Coal Preparation » Fine Coal
The aim of this project was to develop a generalised model of the Reflux Classifier (RC) utilizing a combination of a continuum approach based on the mechanisms of segregation and dispersion within the system, and a tracer particle approach based on the Discrete Element Method (DEM). The continuous segregation-dispersion model provides a direct solution to the transport of specific species through the system. Due to the computational demand of DEM, a tracer level approach was adopted in order to keep the total number of particles to a minimum, and thus make the computational demands manageable. Given the DEM operated at a tracer particle level, the degree of hindered settling was governed by the continuum solution, which was solved simultaneously with the DEM approach. DEM is based upon Newton's laws to describe particle translational and rotational motion, allowing the particle motion to be observed discretely. The segregation and dispersion approach, however, is based upon a volume flux balance method, and describes the net flux of a particle species relative to the vessel in terms of the dispersion and segregation contributions.

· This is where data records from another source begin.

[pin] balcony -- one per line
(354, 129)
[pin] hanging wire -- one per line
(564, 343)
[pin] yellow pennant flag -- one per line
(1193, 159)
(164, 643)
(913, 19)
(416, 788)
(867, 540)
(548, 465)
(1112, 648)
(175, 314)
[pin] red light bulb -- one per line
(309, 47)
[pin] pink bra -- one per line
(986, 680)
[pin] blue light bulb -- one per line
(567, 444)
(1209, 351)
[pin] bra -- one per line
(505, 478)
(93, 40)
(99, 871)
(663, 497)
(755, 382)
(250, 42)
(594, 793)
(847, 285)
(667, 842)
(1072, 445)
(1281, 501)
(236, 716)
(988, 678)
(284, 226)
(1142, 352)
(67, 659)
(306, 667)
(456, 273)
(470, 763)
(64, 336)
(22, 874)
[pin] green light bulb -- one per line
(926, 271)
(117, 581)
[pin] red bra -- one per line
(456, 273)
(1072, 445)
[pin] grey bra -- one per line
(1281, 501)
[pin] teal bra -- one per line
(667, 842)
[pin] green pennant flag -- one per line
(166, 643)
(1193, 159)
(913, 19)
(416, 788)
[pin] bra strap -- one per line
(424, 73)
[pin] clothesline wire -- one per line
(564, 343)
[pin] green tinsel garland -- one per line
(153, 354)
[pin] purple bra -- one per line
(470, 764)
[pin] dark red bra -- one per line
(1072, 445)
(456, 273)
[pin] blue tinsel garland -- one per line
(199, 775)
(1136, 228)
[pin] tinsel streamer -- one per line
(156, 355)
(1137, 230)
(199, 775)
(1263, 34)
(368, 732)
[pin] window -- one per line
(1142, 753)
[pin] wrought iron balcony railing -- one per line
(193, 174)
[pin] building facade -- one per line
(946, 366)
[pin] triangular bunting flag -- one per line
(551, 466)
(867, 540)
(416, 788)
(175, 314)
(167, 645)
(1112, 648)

Validation of the model was undertaken with reference to the published literature. In 2008 it was discovered that the performance of the Reflux Classifier was improved significantly by introducing closely spaced inclined channels, with a nominal spacing of 6 mm (Galvin et al, 2010). The previous spacing had been typically 60 mm. This change led to the re-design of the technology, and the exploitation of a new laminar-shear mechanism, arising due to the high shear rate in the inclined channels. Therefore, following 2008, the variation in the D50 with particle size was reduced significantly and the Ep values also decreased significantly. For example, over the size range 0.25 to 2.0 mm the Ep was reduced from 0.15 to typically 0.08, well below anything achieved previously using water-based technology. The new model developed in this report focussed on this particular case, involving the laminar-shear mechanism, in the first instance, achieving excellent agreement with the reported partition curves (Galvin et al, 2010). The DEM model did provide some useful visualisation of the underlying mechanism, but the computational demands were considered too great for the model to be of general use.
Following the success of the model in describing the laminar-shear mechanism, and hence the partition curves in an RC2000 unit, additional validation work was conducted by simply removing the contributions of the shear rate in the inclined channels. Hydrodynamic dispersion is governed by the value of the dispersion coefficient which is applied in the vertical and horizontal directions of the vertical section of the Reflux Classifier, and in the tangent direction of the inclined channels. However, in the normal direction of the inclined channels the dispersion coefficient is quantified directly via the shear rate. Thus, the effects of the laminar-shear mechanism were removed by 'switching off' this contribution due to the shear rate. The net result was that the model predicted the poorer separation performance observed in the Reflux Classifier prior to 2008, with reference to published data in 2005 (Galvin et al, 2005). The agreement was excellent. Hence the model is considered to be both robust and predictive.
Overall, the continuum model based on the contributions of segregation and dispersion provides an effective model of the Reflux Classifier. The model describes the feed in terms of the mass portions within nominated size and density classes, for example six size fractions across seven density fractions corresponds to 42 species. Thus, the model is able to determine the partition curves for a given feed subjected to a specific volumetric and solids loading, and for a given yield, and fluidization rate. It is noted that beyond the size range of 0.25 to 2.0 mm the model showed some departure from the experimental data in the size range 0.125 to 0.250 mm. But as discussed in the report, the true behaviour may lie in between the experimental and simulated results hence this issue will be the subject of future study.